When Susan Millsom learned she had a type of brain cancer known as glioblastoma (GBM) in 2013, her doctor told her she probably had six to nine months to live. In the six years since her diagnosis, Millsom has attended her daughter’s wedding, welcomed a grandson, run a half-marathon and traveled to Costa Rica.
GBM is the most aggressive form of brain cancer, but after the initial shock wore off, Millsom was determined to fight for her life. Fortunately, she has the cancer specialists at Scripps MD Anderson Cancer Center to help her fight the battle.
“The diagnosis was pretty somber, but I said ‘No, that’s not going to be me,’” she says. “My doctors told me they would take care of me and I completely had faith that everything would be ok.”
Her care team included Scripps MD Anderson radiation oncologist Chien (Peter) Chen, MD, neurological surgeon Faith Barnett, MD, and hematologist and oncologist James Mason, MD. Working together, the team developed a personalized treatment plan for Millsom that included brain surgery, chemotherapy and radiation therapy.
Despite her initial prognosis, Millsom’s cancer went into remission for several years. She returned to work as a hair stylist and was doing well until 2016, when the cancer returned. Again, her care team successfully treated her with surgery, followed by chemoradiation therapy. Additionally, she wore a cap that delivered tumor treating electric fields to provide ongoing treatment.
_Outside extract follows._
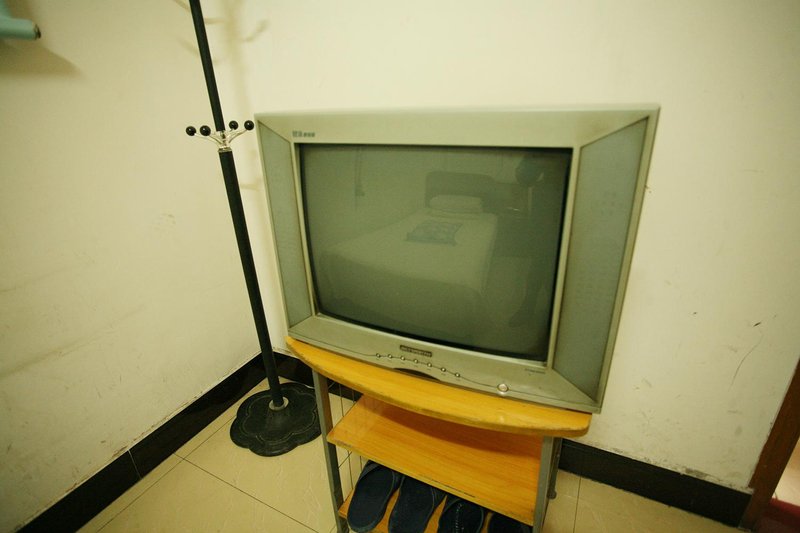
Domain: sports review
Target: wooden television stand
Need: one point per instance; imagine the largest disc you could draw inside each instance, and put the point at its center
(498, 452)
“I came to the radiation center every day for six weeks and everybody was so kind and so positive. I saw the same people every day and we formed a rapport. They were like family. They helped make it not as scary, and as comfortable as possible,” she says. “And it was such a beautiful building. We would go to the healing garden, there were therapy dogs, and I just felt really supported.”
Her cancer returned a third time in late 2019. Once again, her cancer team successfully treated her with surgery followed by radiation therapy. Millsom is extremely grateful to her entire care team for their expertise and support. She still has regular visits with her doctors.
“We’ve had hiccups along the way, but it’s been six years now. I’m just happy to be alive,” she says. “I didn’t realize how lucky we were to be right here in San Diego with these doctors and facilities. I’m so grateful for Scripps MD Anderson, and I would recommend it to anybody who is going through this.”